Innovation is often envisaged as the lone inventor working in his laboratory, hoping for that crucial breakthrough. Though serendipity can be important, the key to the success of Europe and American innovation was that both actors created systems, comprised of firms, government and other stakeholders such as universities and research institutes. European universities – particularly German institutions – led the world in the developing institutions devoted to scientific research, and linked with German firms, who were among the first to develop in-house R&D facilities (Dosi, et al, 2005:21). American firms were also early adopters of a model where firms devoted money to research, rather than leave new product development to opportunistic acquisition. American universities were also well funded by a variety of sources – federal and state government, students and philanthropy – and played a crucial role in the ascent of the US to dominance of innovation in the 20th century. Both Europe and America adopted what has been described as the ‘linear’ model, which presumed a relatively straightforward process of discovery, development and sales, with many held within the firm, or within its control (Chesbrough, 2003). As the name suggests, the model envisaged a more or less linear relationship between basic research conducted at universities, leading to applied work at corporate research and development centres leading to successful commercialisation.
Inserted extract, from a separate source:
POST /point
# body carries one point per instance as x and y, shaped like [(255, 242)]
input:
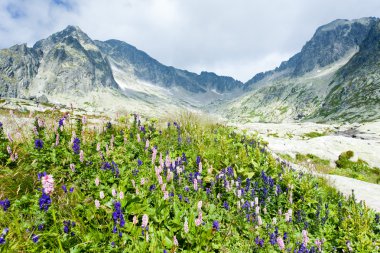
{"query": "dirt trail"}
[(368, 192)]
So successful were Europe and America that follower states developed their own innovation systems, borrowing and adapting European and American practice as needed. Japan of the 1980s was the most successful follower state but the new millennium has seen the field of top-quality innovating nations become much more crowded. China is merely the most obvious gainer, with Singapore, India and Taiwan other states that have developed top quality innovation systems. Just as production was globalised in the last century, it seems likely that the 21st century will see the true globalization of knowledge, as many economies develop the capabilities to innovate at the very frontier of a variety of technologies – and are simultaneously dependent on knowledge created elsewhere. This ‘networked’ technological system poses challenges to state policies oriented around keeping innovative activities confined to the home base.